1. A palavra que me define hoje é "crítico". Mais crítico do que cético, conquanto me reconheça no ceticismo - em se tratando de metafísica teológica. As doutrinas não me dizem nada que não seja a história humana.
2. Alguém me pergunta por que luto tanto contra "Deus". Não, na fala dele, não havia aspas. Na minha, sim.
3. A pergunta dele tem um erro - mas, no fundo, está correta.
4. Tem um erro, porque não luto contra Deus. Luto contra "Deus".
5. Em cada linha que escrevo, combato a ideia que temos de "Deus". Parto da convicção histórico-crítica de que nossos discursos, do discurso do Papa ao do Dalai Lama, do discurso do pastor ao do xamã, são - todos - discursos humanos, com conteúdos humanos e com referencial na crença humana.
6. Não se trata de ateísmo - se trata de ceticismo (teórico-metodológico e epistemológico) [do qual, eventualmente, abro mão, esteticamente]. Não há como "saber" o que há do outro lado, mas sabemos como os discursos sobre o que há do outro lado foram e são criados, ensinados e divulgados: processos históricos, psicológicos, sociais, antropológicos, políticos. Até aí, sabemos.
7. E eu assumo essa ciência de saber que nossos discursos são assim. E, depois de assumi-la, não dou de ombros, como se não a tivesse assumido, e continuo a empregá-los. Não! Assumo a condição antropológica deles e passo a estudá-los, virá-los do avesso, denunciar a sua condição alienante - e alienante, porque quem maneja o discurso, ou acredita ingenuamente, e é vítima, ou manipula perfidamente, e é opressor. Um jogo de vítimas e de opressores. Sem meios-termos. Porque, aqui, a "neutralidade" espiritual trabalha para a opressão...
8. Assim, engana-se redondamente quem cuida que eu fale de Deus. Não, não falo. Nem a favor nem contra. Falo, sim, e sempre que posso, do "Deus" que está contido no discurso da fé - que trato como fenômeno humano. De qual fé? De todos - a começar da batista, de onde venho, e, desde aí, da cristã e de todas as demais religiões...
9. Em termos políticos, acho que não há outro caminho além da crítica dos discursos. Estarei errado?
10. Não, o caminho do "diálogo inter-religioso" não me parece adequado - somente se ele se dá após a crítica dos discursos. Antes, ele apenas gera uma alienação planetária de massa, mantendo os mesmos riscos potenciais presentes na alienação religiosa: a manipulação, como se o desejo de religiosos de ter paz fosse suficiente para a paz - não, não é, porque os Livros religiosos querem sangue: até para salvar!

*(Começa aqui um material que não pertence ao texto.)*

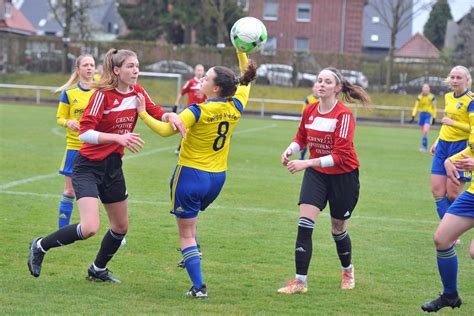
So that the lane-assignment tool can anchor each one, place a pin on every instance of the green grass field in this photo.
(247, 235)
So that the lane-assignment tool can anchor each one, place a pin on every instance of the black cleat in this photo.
(101, 276)
(197, 293)
(36, 258)
(441, 302)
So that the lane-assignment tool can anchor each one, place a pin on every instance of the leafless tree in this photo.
(396, 15)
(68, 13)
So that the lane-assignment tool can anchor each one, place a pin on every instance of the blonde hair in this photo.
(113, 58)
(466, 73)
(75, 74)
(350, 92)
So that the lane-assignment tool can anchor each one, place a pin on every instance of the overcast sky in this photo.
(458, 9)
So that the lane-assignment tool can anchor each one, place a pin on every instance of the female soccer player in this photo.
(458, 219)
(201, 170)
(331, 173)
(310, 99)
(427, 104)
(106, 128)
(192, 89)
(75, 96)
(452, 139)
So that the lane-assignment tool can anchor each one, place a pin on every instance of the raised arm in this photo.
(242, 93)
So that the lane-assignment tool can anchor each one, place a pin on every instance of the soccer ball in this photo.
(248, 35)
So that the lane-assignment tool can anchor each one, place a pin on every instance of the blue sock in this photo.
(303, 153)
(192, 260)
(65, 210)
(448, 270)
(442, 206)
(424, 141)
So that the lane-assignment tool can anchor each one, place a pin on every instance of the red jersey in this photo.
(194, 94)
(113, 112)
(329, 133)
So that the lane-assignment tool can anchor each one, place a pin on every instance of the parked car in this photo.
(47, 61)
(437, 85)
(172, 66)
(355, 77)
(282, 75)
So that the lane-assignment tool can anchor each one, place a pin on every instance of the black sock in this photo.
(304, 245)
(108, 248)
(64, 236)
(344, 248)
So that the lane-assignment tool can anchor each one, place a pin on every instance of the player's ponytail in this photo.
(113, 58)
(226, 79)
(74, 78)
(350, 92)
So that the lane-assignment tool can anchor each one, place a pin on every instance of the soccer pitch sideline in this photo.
(247, 235)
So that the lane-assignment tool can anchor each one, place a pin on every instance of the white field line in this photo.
(130, 156)
(238, 208)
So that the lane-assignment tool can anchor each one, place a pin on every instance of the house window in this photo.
(303, 12)
(270, 10)
(301, 44)
(270, 46)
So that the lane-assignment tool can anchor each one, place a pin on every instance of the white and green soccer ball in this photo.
(248, 35)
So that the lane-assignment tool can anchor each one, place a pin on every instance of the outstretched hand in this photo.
(176, 123)
(465, 164)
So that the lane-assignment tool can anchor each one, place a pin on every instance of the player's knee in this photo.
(89, 230)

Logo, não demorará muito para que o fervor do crente traga à tona, de novo, essa sede rubra que está guardada no cutelo canônico...
11. Crítica é, para mim, a única alternativa social. Um cidadão capaz de empreender a crítica dos discursos religiosos - do seu! - está livre de manipulações rasteiras. O cidadão que ainda trata seus discursos e sua fé como relicário e como cordões mágicos que o ligam ao próprio Deus, bem, esse é um perigo ambulante - na mão da pessoa certa (isto é, errada), torna-se um reprodutor do discurso acrítico da fé e, em última análise, nos países não-laicos, um "terrorista religioso" em potencial. Mas, sem ir ao extremo, é, para todos os fins, um homem ou uma mulher manipulável.
12. Assim, com todo respeito, acho que a discussão sobre Deus ou Exu é absolutamente anacrônica e equivocada - a discussão é sobre os discursos, sobre os seres que esses discursos põem em marcha sobre nós, contra nós, a despeito de nós. Você é ateu? Você é teísta? Bobagem a discussão - porque não se pode honestamente ser nem uma coisa nem outra para além da fé. Logo, nossos discursos deveriam parar na borda do precipício humano, sem lançar-se ao espaço da metafísica dos deuses. Nem para o sim, nem para o não.
13. Como diz meu velho "guru", Morin: enquanto não compreendermos, nossos espíritos estarão desarmados...
14. E como estão, senhores, como estão...
15. É pesado o discurso?
16. A vida é assim: mata-se para comer e viver. Por que acha que as discussões necessárias deveriam ser leves?